If all this is too funky for your tastes, envision it a different way. Keep the paper lanterns, use solid color placemats and emphasize glass and stainless for a more modern look.
5. Keep waste under control with a bin for recyclables and another for trash. Simply slap a label on a waste bin or box: “Recyclables: Aluminum cans, plastic bottles” (if you’re serving soda or tea you may have some of these).
If you’re religious about recycling this will save you the ugly task of sorting trash post-party. A friend has a standing set of recycling bins in her pantry so she just points you there, even better.
Another quick way to slash plastic waste is to serve water and other beverages in pitchers or thermal dispensers. Even if you have to use paper cups, you’ve kept it biodegradable. Recycling is great, but it’s still second best.
6. Go with local food. Serving raw fruits and veggies keeps it sustainable, healthful and munchy.
Happily, summer delivers plenty of local produce choices. Cut up summer squash, broccoli, peppers, even greens. Add interesting cilantro, bean or hummus dips and you’re half done with the menu.
If you’ve got guests coming, treat them to your latest farmer’s market discoveries.

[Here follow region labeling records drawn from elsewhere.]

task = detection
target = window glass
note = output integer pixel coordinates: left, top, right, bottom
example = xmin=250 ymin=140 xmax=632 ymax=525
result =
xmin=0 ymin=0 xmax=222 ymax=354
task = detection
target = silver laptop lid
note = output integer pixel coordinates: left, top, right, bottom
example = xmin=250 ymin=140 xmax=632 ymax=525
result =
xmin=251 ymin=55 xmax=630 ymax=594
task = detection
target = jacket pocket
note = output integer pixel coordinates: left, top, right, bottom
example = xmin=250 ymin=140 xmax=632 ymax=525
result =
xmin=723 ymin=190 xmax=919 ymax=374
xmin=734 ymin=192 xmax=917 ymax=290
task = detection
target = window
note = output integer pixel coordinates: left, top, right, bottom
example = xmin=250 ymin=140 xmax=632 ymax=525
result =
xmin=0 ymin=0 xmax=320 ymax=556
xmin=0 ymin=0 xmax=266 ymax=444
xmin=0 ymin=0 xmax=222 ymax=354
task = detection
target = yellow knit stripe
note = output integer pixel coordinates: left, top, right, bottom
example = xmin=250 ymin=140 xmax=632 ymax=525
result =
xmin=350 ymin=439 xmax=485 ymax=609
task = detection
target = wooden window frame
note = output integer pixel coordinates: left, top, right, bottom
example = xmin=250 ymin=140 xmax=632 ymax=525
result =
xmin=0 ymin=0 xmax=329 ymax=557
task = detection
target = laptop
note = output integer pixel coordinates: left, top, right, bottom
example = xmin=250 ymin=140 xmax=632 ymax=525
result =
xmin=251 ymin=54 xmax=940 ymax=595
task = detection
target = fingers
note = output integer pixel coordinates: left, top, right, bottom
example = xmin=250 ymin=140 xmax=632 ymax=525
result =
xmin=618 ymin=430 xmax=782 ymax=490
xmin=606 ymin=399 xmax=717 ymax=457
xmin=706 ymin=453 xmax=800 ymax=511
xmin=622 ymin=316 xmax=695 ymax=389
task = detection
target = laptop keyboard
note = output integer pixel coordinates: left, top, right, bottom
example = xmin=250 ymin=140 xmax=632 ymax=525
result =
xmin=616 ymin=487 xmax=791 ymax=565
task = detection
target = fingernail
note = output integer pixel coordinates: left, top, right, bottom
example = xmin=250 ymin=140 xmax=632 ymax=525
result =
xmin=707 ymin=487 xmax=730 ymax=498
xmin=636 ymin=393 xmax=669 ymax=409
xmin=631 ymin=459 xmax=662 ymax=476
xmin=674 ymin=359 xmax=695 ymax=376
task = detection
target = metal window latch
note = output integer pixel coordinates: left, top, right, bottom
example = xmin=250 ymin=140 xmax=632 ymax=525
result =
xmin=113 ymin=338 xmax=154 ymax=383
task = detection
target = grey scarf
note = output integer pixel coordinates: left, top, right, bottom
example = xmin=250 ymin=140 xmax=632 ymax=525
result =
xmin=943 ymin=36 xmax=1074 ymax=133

When did they last have jicama, cactus or yellow watermelon?
Control waste by putting out just enough and keeping reserves in the fridge. The next day, transform your leftover uncooked veggies into a dinner stir fry.
If meat plays a role at your gathering, consider the sustainability aspects. Buy local and grassfed, if you can find it. You’ll be lowering the carbon footprint and staying away from antibiotic-dependent industrial meat.

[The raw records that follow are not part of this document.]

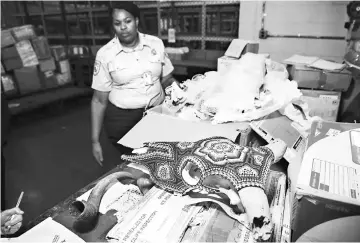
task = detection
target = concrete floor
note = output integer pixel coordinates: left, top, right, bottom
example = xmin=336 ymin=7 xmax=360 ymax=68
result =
xmin=2 ymin=97 xmax=120 ymax=231
xmin=2 ymin=91 xmax=287 ymax=233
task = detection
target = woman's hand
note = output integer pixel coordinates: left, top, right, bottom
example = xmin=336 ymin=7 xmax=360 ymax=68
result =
xmin=92 ymin=142 xmax=103 ymax=166
xmin=1 ymin=208 xmax=24 ymax=235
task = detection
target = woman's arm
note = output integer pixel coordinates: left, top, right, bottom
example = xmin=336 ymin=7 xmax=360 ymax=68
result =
xmin=161 ymin=73 xmax=179 ymax=90
xmin=91 ymin=90 xmax=109 ymax=143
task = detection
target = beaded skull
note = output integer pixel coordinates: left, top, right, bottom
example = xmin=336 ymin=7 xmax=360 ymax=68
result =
xmin=122 ymin=137 xmax=274 ymax=195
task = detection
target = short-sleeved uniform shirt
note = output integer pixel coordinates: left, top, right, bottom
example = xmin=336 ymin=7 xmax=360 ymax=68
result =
xmin=92 ymin=33 xmax=174 ymax=109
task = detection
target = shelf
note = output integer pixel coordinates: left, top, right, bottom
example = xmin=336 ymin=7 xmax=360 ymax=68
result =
xmin=69 ymin=35 xmax=111 ymax=40
xmin=3 ymin=0 xmax=240 ymax=50
xmin=160 ymin=35 xmax=236 ymax=42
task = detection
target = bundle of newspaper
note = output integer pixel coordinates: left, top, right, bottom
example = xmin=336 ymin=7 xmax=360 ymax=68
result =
xmin=107 ymin=187 xmax=203 ymax=243
xmin=181 ymin=203 xmax=255 ymax=243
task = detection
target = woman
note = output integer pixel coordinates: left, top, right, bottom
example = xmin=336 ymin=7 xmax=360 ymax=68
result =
xmin=91 ymin=2 xmax=179 ymax=165
xmin=1 ymin=207 xmax=24 ymax=235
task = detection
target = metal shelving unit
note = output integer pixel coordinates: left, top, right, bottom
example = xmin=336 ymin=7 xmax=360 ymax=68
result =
xmin=1 ymin=0 xmax=240 ymax=50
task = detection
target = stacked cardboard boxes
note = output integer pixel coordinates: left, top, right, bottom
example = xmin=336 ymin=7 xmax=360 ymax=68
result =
xmin=1 ymin=25 xmax=71 ymax=98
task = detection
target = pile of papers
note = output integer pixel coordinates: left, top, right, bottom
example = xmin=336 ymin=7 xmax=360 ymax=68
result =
xmin=283 ymin=55 xmax=346 ymax=71
xmin=107 ymin=187 xmax=203 ymax=243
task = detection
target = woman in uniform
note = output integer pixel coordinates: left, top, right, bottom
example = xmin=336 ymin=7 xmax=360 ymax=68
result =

It’s a downer topic, but if you’re grilling meat, you may want to take precautions against those carcinogenic polycyclic aromatic hydrocarbons, or PAHs, that waft up from the fat splatter on your grill.

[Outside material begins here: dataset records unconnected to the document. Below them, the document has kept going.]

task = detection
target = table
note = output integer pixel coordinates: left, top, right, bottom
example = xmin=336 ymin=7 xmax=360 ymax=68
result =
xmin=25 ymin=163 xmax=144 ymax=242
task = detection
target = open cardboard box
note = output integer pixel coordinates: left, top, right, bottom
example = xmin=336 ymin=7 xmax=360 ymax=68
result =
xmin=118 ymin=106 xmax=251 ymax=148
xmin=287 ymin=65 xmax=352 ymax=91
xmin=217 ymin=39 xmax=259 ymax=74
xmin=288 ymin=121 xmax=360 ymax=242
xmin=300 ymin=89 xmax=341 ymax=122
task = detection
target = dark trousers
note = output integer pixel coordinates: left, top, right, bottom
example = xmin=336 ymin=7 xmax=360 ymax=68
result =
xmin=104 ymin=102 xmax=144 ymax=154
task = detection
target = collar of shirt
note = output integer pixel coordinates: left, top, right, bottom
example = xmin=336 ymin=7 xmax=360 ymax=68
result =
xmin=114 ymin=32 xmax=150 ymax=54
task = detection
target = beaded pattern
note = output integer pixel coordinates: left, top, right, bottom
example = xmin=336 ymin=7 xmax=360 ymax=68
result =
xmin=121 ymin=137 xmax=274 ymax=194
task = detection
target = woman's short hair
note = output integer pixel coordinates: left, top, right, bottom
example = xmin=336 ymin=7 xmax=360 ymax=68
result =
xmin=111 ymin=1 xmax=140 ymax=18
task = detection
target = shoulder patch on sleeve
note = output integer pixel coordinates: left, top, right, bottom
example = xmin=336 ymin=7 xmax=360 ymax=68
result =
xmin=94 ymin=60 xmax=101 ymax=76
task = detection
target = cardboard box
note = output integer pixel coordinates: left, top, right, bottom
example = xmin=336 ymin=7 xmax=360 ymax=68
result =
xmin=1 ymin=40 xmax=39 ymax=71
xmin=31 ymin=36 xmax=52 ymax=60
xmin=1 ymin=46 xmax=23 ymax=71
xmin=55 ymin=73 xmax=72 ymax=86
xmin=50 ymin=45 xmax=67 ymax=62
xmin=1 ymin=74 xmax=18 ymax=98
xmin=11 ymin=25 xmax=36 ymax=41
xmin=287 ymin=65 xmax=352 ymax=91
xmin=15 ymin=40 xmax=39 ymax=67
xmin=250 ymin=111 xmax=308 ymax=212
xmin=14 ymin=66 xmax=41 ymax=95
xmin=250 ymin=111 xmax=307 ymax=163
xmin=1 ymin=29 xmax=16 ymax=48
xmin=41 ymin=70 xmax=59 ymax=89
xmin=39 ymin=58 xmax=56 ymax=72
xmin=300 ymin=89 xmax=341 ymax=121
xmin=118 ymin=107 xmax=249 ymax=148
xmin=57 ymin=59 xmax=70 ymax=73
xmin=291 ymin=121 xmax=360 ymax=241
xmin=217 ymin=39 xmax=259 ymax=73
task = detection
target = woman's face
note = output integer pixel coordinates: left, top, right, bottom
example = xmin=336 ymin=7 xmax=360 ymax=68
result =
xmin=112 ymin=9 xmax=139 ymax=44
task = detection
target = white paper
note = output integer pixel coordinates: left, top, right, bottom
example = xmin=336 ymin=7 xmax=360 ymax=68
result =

My instinct is to be generous here. How bad can it be if you’re only grilling ribs once in a while? But after reading all the precautions for making grilled meat safe as it can be (don’t burn it, but at the same time don’t undercook it; lay it on aluminum foil or better yet, wrap it entirely in aluminum; make sure its lean, trim the fat…), I think I’d rather roast corn wrapped in the husk.
‘Course there’s always poached fish. Baked beans. Potato salad. And dozens of other meatless options, which reminds us, if you’re looking for vegetarian main dish options, take a look at Meatless Mondays (hey, works for Memorial Day).